COLUMBIA — A familiar team stood on the highest step of the podium Saturday after the Class A girls state track meet at Spring Valley High School.
Just as familiar was the team standing in the second-place spot.
Johnsonville’s girls won their 11th state title in a meet that came down to the day’s final race, the 4x400-meter relay.
A third-place finish by the Flashes in that race gave them enough to edge Lamar 82.5-80.
It certainly wasn’t an unfamiliar scene for coach Steve Phillips — he’s been the Flashes’ coach for all 11 titles.
And Lamar has been one of his most familiar foes.

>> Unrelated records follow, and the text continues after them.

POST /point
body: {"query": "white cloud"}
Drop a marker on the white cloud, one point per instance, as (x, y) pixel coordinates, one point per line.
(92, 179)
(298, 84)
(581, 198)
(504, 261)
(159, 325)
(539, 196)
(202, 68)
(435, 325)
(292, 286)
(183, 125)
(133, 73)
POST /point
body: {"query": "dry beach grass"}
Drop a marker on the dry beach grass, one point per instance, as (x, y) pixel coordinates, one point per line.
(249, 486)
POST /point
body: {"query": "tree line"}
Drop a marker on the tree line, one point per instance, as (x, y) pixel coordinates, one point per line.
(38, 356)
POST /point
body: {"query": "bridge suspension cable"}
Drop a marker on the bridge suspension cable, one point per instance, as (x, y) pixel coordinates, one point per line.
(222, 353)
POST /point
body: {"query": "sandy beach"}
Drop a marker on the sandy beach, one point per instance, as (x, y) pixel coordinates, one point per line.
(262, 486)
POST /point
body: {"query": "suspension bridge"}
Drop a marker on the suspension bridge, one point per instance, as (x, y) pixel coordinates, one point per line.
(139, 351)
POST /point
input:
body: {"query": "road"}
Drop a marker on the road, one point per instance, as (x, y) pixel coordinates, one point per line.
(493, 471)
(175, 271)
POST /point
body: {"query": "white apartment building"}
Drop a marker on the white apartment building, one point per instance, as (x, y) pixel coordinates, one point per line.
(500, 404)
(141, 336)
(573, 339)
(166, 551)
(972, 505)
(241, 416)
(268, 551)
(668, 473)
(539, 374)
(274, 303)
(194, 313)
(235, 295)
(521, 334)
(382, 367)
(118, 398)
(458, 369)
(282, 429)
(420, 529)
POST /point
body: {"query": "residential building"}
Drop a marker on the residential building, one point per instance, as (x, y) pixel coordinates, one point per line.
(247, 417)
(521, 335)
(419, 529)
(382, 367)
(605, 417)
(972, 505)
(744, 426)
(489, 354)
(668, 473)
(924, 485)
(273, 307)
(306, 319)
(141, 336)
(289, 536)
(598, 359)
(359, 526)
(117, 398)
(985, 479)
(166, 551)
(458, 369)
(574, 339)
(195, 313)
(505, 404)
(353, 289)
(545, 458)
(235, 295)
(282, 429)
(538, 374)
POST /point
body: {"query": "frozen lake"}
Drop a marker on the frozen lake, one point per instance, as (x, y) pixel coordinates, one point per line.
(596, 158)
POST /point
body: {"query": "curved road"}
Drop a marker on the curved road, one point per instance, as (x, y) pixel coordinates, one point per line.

During Johnsonville’s run of seven straight championships from 1997-2003, the Silver Foxes, the ’04 and ’07 state champions, finished second four times in a row from 2000-03.
Saturday’s victory, Phillips said, was more gratifying than any he could think of.

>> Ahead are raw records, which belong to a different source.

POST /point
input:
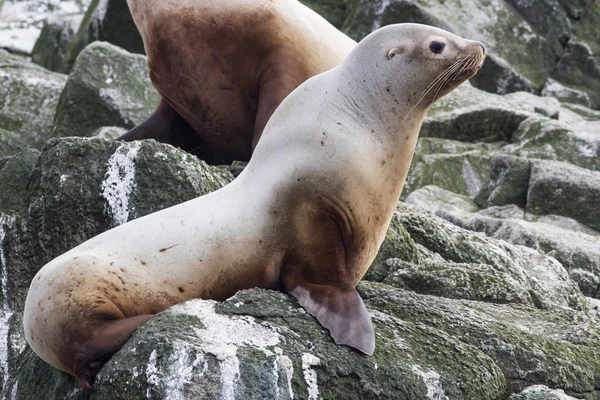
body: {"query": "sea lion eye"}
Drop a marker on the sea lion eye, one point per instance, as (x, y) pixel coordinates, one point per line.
(437, 47)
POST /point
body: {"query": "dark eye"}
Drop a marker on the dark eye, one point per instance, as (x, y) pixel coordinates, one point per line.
(437, 47)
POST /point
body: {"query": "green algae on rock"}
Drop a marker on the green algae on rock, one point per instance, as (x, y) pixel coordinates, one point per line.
(29, 96)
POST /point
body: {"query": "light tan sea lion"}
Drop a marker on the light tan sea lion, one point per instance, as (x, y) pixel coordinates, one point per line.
(223, 67)
(307, 215)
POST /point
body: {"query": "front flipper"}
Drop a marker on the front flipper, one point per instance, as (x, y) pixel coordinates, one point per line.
(340, 310)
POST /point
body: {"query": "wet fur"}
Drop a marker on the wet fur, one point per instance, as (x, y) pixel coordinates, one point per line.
(307, 215)
(224, 67)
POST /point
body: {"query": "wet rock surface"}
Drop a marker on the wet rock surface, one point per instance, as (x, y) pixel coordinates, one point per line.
(483, 288)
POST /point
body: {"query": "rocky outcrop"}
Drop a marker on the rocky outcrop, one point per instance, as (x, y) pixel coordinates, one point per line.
(28, 99)
(53, 43)
(483, 287)
(107, 86)
(108, 21)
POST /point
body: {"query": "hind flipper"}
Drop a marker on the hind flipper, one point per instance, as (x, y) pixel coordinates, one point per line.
(106, 340)
(339, 309)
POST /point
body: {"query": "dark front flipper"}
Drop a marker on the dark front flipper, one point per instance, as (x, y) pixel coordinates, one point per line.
(340, 310)
(106, 339)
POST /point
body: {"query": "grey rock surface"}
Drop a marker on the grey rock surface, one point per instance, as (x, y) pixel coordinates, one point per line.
(29, 96)
(107, 86)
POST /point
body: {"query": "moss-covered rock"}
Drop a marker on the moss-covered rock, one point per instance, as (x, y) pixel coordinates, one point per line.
(520, 57)
(545, 279)
(457, 281)
(105, 20)
(508, 183)
(574, 245)
(548, 139)
(109, 132)
(464, 170)
(55, 38)
(28, 99)
(107, 86)
(469, 114)
(563, 189)
(557, 347)
(579, 66)
(541, 392)
(14, 177)
(260, 344)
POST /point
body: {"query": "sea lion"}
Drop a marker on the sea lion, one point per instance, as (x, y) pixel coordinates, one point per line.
(223, 67)
(306, 216)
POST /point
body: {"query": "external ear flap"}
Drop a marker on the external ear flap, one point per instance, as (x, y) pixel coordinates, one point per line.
(393, 51)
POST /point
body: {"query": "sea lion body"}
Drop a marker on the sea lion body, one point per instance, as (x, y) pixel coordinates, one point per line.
(223, 67)
(307, 215)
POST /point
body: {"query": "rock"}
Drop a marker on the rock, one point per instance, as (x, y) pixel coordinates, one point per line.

A disciplinary incident at mid-season left the Flashes short-handed, but it didn’t slow them down.
They went on to claim their 24th straight region championship before capping the season with Saturday’s victory.
And not much was easy about Saturday’s chain of events either, Phillips said.
Johnsonville led Lamar 76.5-70 going into the 4x400-meter relay at the end of the day.
The Flashes’ lead leg runner, Latima Hanna, succumbed to fatigue and cramps just before the race and couldn’t run.
Phillips subbed in seventh-grader Tavona McCray and Johnsonville finished third. Lamar won the event and got 10 points, but the Flashes’ finish gave them six points, just enough to keep them on top.
“This year’s team didn’t want to be denied,” Phillips said. “They weren’t going to be denied. They had some outside motivation that made them want to go out and win. It was just special.”
Some of that motivation, Phillips said, stemmed from last season, when the Flashes finished third behind champion Lamar and runner-up Allendale-Fairfax.
In 10 seasons prior to that one, Johnsonville had come home either with a championship or a runner-up trophy.
Phillips credited a group of seniors that just didn’t want that to happen again.
One of those seniors, Tia Singletary, won the long jump and high jump.
“These girls try to keep things alive,” he said. “And they didn’t let anybody down. They just made themselves better.”